Astuces Alzheimer
30-04-2009
Nous vous parlions en début de semaine, des recherches menées aux USA pour élaborer des tests qui permettent d’évaluer précisément les capacités à conduire des personnes atteintes de la maladie d’Alzheimer.
En Belgique, une fois le diagnostic posé doit-on nécessairement renoncer à son permis de conduire ?
Que dit la loi ?
L’arrêté royal du 23 mars 1998 fixe les normes minimales d’aptitudes à conduire un véhicule motorisé. Cet arrêté spécifie que le titulaire d’un permis de conduire doit restituer celui-ci s’il ne satisfait plus aux normes médicales minimales.
Lorsqu’un conducteur est atteint d’une affection neurologique telle que la maladie d’Alzheimer, il doit présenter son permis à l’administration communale dans les 4 jours qui suivent la prise de connaissance de son état de santé.

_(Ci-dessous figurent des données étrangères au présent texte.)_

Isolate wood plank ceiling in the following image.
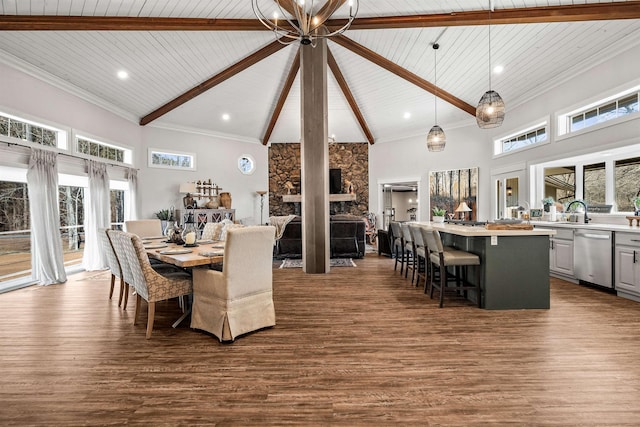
[0,0,640,143]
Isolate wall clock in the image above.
[238,154,256,175]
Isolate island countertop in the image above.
[418,222,556,310]
[417,221,556,237]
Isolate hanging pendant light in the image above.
[476,0,504,129]
[427,43,447,151]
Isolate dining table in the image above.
[142,236,224,328]
[142,238,224,268]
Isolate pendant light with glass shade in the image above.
[427,43,447,151]
[476,0,504,129]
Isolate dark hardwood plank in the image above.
[0,254,640,426]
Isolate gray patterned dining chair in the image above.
[98,228,124,307]
[121,233,193,339]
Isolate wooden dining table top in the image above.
[143,240,224,267]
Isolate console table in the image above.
[176,209,236,235]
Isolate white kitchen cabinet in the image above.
[615,233,640,301]
[549,228,573,277]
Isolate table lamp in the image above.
[456,202,471,220]
[256,190,267,225]
[180,182,197,209]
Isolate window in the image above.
[58,185,84,265]
[149,148,196,170]
[583,163,606,205]
[0,181,31,282]
[567,91,639,132]
[76,136,130,163]
[110,189,125,230]
[544,166,576,203]
[0,112,66,148]
[494,122,547,155]
[614,157,640,212]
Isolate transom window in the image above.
[0,113,64,147]
[76,136,127,163]
[569,92,639,132]
[494,122,547,155]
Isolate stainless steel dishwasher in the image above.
[573,229,613,288]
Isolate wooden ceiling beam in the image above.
[326,1,640,30]
[0,0,640,31]
[262,49,300,145]
[314,0,347,28]
[327,49,375,145]
[0,15,267,31]
[273,0,300,16]
[331,35,476,117]
[140,40,285,126]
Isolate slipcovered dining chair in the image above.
[191,226,276,342]
[425,230,482,308]
[98,228,124,306]
[124,219,163,237]
[117,232,193,339]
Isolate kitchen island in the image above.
[419,222,556,310]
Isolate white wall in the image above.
[0,63,141,147]
[138,127,269,224]
[369,45,640,226]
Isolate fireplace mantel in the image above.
[282,194,356,203]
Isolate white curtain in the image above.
[124,168,138,221]
[27,148,67,285]
[82,160,111,271]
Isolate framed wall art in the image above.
[429,167,478,221]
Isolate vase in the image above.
[162,220,176,239]
[205,196,220,209]
[220,192,231,209]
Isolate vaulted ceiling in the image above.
[0,0,640,143]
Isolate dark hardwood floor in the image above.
[0,254,640,426]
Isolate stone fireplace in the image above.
[269,142,369,216]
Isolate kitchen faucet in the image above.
[569,199,591,224]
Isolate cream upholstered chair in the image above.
[191,226,276,342]
[98,228,124,306]
[107,230,133,310]
[119,233,193,339]
[124,219,163,237]
[425,230,482,308]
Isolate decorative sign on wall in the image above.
[429,168,478,221]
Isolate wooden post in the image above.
[300,38,330,273]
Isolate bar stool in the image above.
[389,221,404,274]
[400,222,416,283]
[425,230,482,308]
[409,224,427,286]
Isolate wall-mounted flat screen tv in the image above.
[329,169,342,194]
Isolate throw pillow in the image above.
[220,223,244,240]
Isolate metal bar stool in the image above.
[409,224,427,286]
[400,222,416,283]
[389,221,404,274]
[425,230,482,308]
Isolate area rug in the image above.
[76,270,111,282]
[280,258,356,268]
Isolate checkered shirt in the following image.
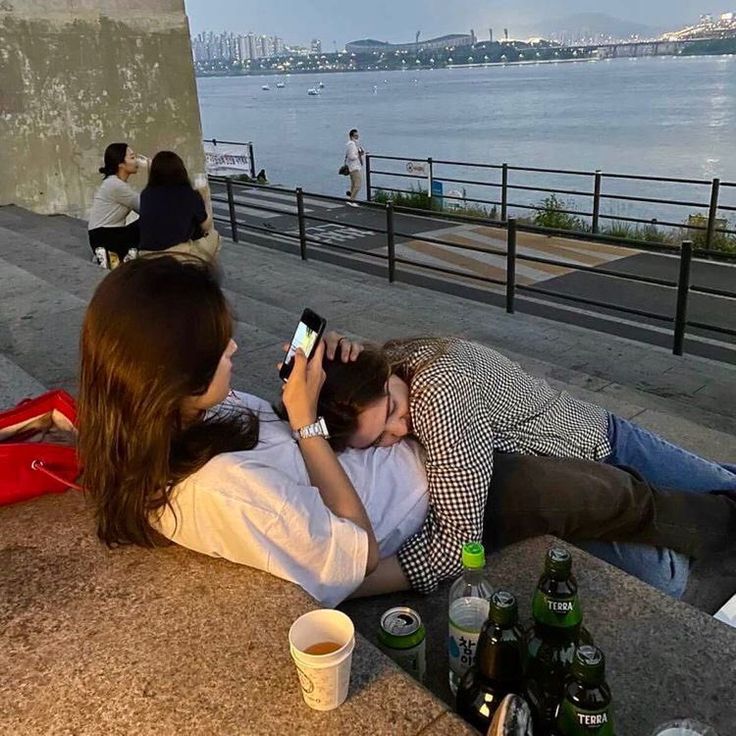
[398,339,611,593]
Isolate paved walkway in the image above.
[0,207,736,736]
[208,187,736,363]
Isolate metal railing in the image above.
[210,177,736,362]
[365,154,736,258]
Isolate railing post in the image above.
[365,153,371,202]
[591,169,603,233]
[501,164,509,222]
[705,179,721,248]
[386,202,396,284]
[672,240,693,355]
[248,141,256,179]
[296,187,307,261]
[225,179,238,243]
[427,156,434,210]
[506,217,516,314]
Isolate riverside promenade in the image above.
[0,207,736,736]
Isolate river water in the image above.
[197,56,736,226]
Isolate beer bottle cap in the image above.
[571,644,606,685]
[488,590,519,626]
[544,547,572,580]
[463,542,486,570]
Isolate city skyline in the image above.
[186,0,732,50]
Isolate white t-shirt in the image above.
[345,140,363,171]
[87,175,141,230]
[154,392,428,606]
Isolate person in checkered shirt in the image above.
[319,338,736,597]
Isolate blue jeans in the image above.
[581,414,736,598]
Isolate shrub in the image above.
[534,194,590,232]
[683,214,736,253]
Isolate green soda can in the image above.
[378,606,427,682]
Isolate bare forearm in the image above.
[350,555,411,598]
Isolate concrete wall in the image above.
[0,0,204,217]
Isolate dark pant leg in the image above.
[484,453,736,558]
[89,220,141,261]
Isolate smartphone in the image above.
[279,309,327,381]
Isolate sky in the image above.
[185,0,736,45]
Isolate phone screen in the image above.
[284,322,319,363]
[279,309,325,381]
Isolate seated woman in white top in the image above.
[87,143,141,261]
[79,255,733,605]
[79,254,388,603]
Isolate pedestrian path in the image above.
[397,224,639,286]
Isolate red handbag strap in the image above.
[31,460,84,492]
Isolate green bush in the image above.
[533,194,590,232]
[682,214,736,253]
[373,186,498,220]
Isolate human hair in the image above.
[97,143,128,179]
[78,255,258,547]
[317,345,391,452]
[316,336,452,452]
[146,151,191,188]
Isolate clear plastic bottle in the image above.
[448,542,493,695]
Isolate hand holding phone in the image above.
[279,309,327,381]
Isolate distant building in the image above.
[345,33,475,54]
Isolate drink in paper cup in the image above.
[289,609,355,710]
[652,718,718,736]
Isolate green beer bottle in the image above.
[557,645,614,736]
[526,547,592,736]
[457,590,526,733]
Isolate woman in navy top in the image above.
[140,151,216,257]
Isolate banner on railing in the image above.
[204,141,252,176]
[406,161,429,176]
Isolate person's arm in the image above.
[194,184,214,233]
[112,177,141,212]
[398,370,493,593]
[345,141,360,163]
[283,342,379,575]
[349,555,411,598]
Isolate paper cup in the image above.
[289,609,355,710]
[652,718,718,736]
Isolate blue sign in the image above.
[431,179,444,208]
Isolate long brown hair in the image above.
[78,255,258,546]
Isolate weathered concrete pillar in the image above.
[0,0,204,217]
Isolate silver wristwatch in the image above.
[293,417,330,440]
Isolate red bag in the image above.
[0,390,82,505]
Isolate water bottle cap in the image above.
[571,644,606,685]
[463,542,486,570]
[489,590,519,626]
[544,547,572,578]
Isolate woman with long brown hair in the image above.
[78,255,388,603]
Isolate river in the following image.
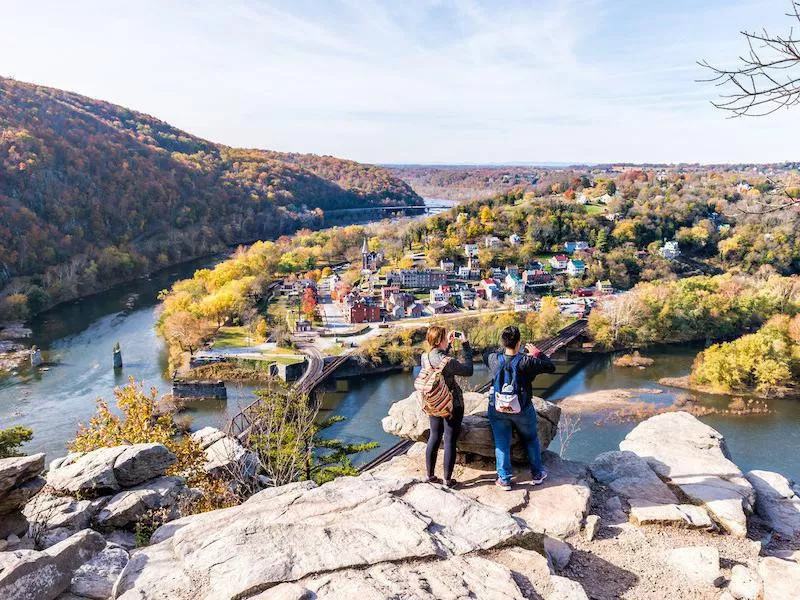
[0,199,800,480]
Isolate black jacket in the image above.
[483,350,556,402]
[422,342,472,406]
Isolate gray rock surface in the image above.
[0,475,47,515]
[548,575,589,600]
[94,477,186,529]
[0,529,106,600]
[667,546,720,587]
[204,437,258,477]
[619,412,754,537]
[0,453,44,498]
[382,392,561,461]
[728,565,761,600]
[589,450,678,504]
[114,474,528,600]
[758,556,800,600]
[69,545,128,600]
[23,494,108,531]
[192,427,226,450]
[47,446,127,494]
[114,444,178,487]
[745,471,800,537]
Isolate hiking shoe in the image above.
[531,469,547,485]
[494,477,511,492]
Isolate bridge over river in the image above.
[228,319,587,454]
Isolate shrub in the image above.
[0,425,33,458]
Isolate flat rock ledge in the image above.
[114,473,552,600]
[381,392,561,462]
[619,412,755,537]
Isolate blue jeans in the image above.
[489,401,543,483]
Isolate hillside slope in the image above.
[0,78,422,320]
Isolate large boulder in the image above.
[69,544,129,600]
[381,392,561,462]
[47,446,127,494]
[109,474,528,600]
[47,444,177,496]
[94,477,187,529]
[589,450,713,529]
[619,412,754,537]
[114,444,178,488]
[745,471,800,537]
[0,454,44,499]
[758,556,800,600]
[0,529,106,600]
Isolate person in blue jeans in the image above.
[484,325,556,491]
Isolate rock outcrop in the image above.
[0,454,45,539]
[382,392,561,462]
[619,412,754,537]
[745,471,800,537]
[114,474,529,600]
[589,451,713,529]
[0,529,106,600]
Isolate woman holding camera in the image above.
[422,325,472,487]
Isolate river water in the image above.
[0,199,800,480]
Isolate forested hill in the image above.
[0,78,422,320]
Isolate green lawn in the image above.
[214,327,254,348]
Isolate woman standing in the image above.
[422,325,472,487]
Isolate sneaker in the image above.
[531,469,547,485]
[494,477,511,492]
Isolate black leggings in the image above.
[425,406,464,481]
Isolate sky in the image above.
[0,0,800,164]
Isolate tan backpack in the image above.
[414,355,453,419]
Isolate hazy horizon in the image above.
[0,0,800,166]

C’est le rôle du médecin de l’informer directement de cette décision.

Permis à validité limitée
Il existe malgré tout une possibilité de recours à cette situation : le permis de conduire à validité limitée.
Pour en faire la demande, la personne concernée doit se rendre au Centre d’adaptation à la conduite et d’adaptation des véhicules (CARA) de l’Institut belge pour la Sécurité routière (IBSR).
Le CARA a pour mission d’évaluer la compétence à la conduite des personnes qui présentent une diminution physique ou mentale de leurs capacités fonctionnelles.
La personne y est prise en charge par une équipe pluridisciplinaire. Celle-ci réalise une évaluation globale des fonctions physiques et psychiques.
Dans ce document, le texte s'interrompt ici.